Opinion
March 6, 2001.
Judgment, Supreme Court, Bronx County (Lucindo Suarez, J., and a jury), entered January 24, 2000, awarding plaintiff damages against defendant City of New York in the principal amounts of $500,000 for past pain and suffering and $600,000 for future pain and suffering over 20 years, unanimously modified, on the facts, to remand for a new trial on the issue of damages for future pain and suffering only, and otherwise affirmed, without costs, unless, within 30 days of service of a copy of this order with notice of entry, plaintiff stipulates to reduce the award for future pain and suffering to $450,000 and to entry of an amended judgment in accordance therewith.
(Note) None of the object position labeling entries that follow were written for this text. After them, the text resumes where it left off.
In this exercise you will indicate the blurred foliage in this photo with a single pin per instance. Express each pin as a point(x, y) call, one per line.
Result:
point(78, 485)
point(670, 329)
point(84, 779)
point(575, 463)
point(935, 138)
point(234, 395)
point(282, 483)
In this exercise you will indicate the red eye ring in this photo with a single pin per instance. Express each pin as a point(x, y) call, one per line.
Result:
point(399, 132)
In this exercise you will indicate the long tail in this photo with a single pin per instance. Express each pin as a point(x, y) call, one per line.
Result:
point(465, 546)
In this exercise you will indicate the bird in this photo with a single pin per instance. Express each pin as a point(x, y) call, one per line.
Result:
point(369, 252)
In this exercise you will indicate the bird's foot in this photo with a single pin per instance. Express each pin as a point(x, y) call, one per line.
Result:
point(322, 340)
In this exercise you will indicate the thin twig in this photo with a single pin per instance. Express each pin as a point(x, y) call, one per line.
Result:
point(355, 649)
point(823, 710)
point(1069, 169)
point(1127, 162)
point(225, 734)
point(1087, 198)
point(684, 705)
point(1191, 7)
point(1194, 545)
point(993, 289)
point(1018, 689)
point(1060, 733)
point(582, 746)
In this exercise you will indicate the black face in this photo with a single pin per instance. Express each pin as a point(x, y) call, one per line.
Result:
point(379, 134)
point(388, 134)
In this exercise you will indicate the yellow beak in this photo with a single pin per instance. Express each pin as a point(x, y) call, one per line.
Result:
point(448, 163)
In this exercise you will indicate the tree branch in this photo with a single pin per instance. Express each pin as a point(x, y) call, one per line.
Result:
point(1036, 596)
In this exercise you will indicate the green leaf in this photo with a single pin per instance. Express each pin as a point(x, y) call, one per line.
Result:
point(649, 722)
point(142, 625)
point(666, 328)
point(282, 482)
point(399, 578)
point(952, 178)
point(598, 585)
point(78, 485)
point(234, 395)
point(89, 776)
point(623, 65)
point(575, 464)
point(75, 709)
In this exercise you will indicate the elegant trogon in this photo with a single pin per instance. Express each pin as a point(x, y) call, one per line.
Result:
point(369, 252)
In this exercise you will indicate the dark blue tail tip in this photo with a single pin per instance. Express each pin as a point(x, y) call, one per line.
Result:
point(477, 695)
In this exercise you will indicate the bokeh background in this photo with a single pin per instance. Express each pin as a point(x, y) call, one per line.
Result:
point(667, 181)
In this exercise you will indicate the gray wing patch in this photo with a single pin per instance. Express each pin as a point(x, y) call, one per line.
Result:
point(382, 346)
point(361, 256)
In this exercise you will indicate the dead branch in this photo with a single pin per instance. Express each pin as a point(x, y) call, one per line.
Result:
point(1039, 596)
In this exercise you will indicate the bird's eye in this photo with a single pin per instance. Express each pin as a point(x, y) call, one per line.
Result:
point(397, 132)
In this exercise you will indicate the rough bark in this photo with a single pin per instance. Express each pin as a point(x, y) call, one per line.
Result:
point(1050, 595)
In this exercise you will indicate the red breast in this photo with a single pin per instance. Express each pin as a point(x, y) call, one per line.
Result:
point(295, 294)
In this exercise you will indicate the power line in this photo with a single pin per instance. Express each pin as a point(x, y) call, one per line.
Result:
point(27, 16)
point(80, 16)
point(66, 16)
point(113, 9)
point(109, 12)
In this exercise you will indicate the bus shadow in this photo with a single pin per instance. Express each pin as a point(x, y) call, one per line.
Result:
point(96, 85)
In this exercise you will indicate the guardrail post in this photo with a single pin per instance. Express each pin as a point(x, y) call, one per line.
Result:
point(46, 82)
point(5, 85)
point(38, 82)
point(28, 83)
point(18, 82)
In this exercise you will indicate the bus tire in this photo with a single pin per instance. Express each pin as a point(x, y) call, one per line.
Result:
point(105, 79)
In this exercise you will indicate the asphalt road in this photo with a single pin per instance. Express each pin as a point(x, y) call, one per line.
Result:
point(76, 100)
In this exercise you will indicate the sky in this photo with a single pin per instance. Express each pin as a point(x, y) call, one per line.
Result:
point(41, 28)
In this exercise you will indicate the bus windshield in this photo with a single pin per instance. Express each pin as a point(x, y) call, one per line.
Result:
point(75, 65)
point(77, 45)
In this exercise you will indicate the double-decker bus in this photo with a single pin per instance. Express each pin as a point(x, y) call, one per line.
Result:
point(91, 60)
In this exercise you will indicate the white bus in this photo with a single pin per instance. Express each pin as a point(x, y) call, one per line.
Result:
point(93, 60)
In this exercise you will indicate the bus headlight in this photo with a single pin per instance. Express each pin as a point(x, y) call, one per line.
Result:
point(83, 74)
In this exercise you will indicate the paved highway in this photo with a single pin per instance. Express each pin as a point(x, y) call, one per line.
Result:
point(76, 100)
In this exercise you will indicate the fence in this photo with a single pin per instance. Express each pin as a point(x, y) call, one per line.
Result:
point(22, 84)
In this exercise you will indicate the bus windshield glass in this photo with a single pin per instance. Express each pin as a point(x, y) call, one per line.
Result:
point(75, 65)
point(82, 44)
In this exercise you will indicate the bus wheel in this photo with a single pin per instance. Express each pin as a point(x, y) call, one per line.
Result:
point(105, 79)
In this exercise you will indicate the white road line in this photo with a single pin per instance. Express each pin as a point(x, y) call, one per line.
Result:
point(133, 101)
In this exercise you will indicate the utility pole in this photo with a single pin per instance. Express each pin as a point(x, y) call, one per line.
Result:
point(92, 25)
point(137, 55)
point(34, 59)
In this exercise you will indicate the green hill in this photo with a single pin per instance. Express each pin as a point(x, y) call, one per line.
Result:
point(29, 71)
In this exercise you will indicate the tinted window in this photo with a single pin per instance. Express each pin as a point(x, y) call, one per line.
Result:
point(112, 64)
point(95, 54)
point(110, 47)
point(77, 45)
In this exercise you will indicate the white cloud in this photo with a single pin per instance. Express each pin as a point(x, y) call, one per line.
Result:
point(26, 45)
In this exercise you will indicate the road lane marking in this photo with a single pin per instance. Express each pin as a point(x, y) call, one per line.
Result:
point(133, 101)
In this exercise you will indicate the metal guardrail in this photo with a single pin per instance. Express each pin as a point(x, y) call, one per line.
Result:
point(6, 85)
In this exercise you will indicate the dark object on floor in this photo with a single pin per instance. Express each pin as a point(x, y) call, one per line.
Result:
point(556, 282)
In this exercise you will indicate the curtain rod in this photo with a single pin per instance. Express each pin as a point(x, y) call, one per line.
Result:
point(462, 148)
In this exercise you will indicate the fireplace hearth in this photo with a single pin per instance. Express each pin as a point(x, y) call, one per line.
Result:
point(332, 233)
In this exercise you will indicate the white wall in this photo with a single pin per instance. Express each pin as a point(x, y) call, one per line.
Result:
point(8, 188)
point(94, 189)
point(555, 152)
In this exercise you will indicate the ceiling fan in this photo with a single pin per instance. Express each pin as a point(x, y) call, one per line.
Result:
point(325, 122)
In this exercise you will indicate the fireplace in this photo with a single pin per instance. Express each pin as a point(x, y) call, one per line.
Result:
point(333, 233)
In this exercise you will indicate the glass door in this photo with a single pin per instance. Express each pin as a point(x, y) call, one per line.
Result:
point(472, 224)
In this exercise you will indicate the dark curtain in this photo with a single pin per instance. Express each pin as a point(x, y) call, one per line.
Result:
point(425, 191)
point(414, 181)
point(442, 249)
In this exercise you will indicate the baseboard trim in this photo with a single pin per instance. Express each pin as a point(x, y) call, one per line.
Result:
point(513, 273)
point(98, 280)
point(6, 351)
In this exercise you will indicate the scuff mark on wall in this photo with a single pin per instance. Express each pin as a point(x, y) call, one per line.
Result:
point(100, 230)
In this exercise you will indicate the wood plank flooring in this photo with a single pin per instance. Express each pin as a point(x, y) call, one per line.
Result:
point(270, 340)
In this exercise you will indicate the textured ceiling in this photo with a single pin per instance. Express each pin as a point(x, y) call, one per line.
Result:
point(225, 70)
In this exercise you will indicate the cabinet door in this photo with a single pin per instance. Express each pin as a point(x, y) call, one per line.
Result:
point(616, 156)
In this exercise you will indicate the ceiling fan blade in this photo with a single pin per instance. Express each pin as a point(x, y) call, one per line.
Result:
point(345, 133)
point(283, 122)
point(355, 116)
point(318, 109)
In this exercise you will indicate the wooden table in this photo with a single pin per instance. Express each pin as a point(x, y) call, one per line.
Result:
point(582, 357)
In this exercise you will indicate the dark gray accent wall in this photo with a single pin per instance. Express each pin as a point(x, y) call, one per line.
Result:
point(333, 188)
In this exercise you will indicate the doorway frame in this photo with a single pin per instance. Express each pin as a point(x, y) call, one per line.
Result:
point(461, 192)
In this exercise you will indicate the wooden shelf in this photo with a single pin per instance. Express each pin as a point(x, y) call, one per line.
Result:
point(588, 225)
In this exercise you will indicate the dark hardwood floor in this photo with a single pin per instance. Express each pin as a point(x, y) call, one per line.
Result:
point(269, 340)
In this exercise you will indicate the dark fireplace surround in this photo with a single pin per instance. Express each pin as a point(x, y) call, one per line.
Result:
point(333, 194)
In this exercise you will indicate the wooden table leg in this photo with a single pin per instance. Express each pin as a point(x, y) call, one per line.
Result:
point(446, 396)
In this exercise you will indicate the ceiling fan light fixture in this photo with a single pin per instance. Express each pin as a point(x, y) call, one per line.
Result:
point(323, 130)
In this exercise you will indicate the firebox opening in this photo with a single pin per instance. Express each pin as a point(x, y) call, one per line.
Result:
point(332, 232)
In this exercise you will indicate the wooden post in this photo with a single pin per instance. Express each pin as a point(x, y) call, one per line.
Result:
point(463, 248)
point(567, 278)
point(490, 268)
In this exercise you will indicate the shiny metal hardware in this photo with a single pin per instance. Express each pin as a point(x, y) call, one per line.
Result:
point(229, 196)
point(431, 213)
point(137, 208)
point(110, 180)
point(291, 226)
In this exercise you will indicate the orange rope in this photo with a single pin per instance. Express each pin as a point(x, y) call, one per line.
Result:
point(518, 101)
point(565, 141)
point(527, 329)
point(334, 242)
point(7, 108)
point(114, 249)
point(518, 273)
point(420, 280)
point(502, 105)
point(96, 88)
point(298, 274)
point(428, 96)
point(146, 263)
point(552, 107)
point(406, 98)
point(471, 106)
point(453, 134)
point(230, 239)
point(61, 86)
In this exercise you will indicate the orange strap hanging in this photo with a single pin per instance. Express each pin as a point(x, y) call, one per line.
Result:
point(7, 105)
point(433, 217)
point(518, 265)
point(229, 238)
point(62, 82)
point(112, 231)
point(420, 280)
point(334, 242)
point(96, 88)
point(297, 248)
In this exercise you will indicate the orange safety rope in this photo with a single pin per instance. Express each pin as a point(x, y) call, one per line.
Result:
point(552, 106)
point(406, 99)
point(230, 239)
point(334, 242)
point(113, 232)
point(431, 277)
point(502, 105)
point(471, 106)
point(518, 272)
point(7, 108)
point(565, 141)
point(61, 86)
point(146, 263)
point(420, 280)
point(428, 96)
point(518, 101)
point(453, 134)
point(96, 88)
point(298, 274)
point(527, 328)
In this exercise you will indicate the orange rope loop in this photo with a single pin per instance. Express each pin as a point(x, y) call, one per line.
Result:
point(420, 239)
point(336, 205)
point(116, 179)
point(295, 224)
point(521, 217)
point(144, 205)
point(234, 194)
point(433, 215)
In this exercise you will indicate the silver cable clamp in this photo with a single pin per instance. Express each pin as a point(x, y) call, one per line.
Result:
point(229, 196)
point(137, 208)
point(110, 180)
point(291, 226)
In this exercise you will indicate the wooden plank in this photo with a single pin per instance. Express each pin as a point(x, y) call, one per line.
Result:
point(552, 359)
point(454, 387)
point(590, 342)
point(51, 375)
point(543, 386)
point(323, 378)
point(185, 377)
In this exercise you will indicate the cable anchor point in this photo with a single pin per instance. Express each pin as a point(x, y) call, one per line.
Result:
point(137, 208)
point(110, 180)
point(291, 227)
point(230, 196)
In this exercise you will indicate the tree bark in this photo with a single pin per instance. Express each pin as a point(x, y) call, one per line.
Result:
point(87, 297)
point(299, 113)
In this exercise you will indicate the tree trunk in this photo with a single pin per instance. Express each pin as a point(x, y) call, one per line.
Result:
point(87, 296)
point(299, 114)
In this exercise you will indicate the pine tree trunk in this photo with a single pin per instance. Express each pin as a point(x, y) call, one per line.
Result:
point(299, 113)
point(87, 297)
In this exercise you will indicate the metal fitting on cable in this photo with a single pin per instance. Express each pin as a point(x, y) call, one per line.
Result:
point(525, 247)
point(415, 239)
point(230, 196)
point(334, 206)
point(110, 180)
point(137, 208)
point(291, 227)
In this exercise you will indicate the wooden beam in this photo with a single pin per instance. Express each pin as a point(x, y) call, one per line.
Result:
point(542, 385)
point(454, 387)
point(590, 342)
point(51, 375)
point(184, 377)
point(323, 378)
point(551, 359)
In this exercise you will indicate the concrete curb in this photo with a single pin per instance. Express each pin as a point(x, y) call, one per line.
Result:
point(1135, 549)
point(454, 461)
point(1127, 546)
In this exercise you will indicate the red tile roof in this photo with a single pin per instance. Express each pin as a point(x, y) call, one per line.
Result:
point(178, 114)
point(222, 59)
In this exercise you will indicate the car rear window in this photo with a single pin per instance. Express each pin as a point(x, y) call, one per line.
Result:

Brian J. Isaac, for plaintiff-respondent.
Dona B. Morris, for defendants-appellants.
Before: Nardelli, J.P., Williams, Tom, Lerner, Friedman, JJ.
Plaintiff sustained injuries as a result of stepping into a hole while playing baseball on a field in defendant's park. The trial court correctly rejected defendant' s request to charge assumption of risk, the evidence being uncontroverted, that the hole was not, as defendant claims, "open and obvious" (citing, inter alia, Maddox v. City of New York, 66 N.Y.2d 270, 27 7), but concealed by grass (see, Morgan v. State of New York, 90 N.Y.2d 471, 485, 488-489; Swan v. City of New York, 272 A.D.2d 394; Torres v. City of New York, 271 A.D.2d 306). We find the award for future pain and suffering deviates materially from what is reasonable compensation under the circumstances to the extent indicated. We have considered and rejected defendants' other arguments.
THIS CONSTITUTES THE DECISION AND ORDER OF SUPREME COURT, APPELLATE DIVISION, FIRST DEPARTMENT.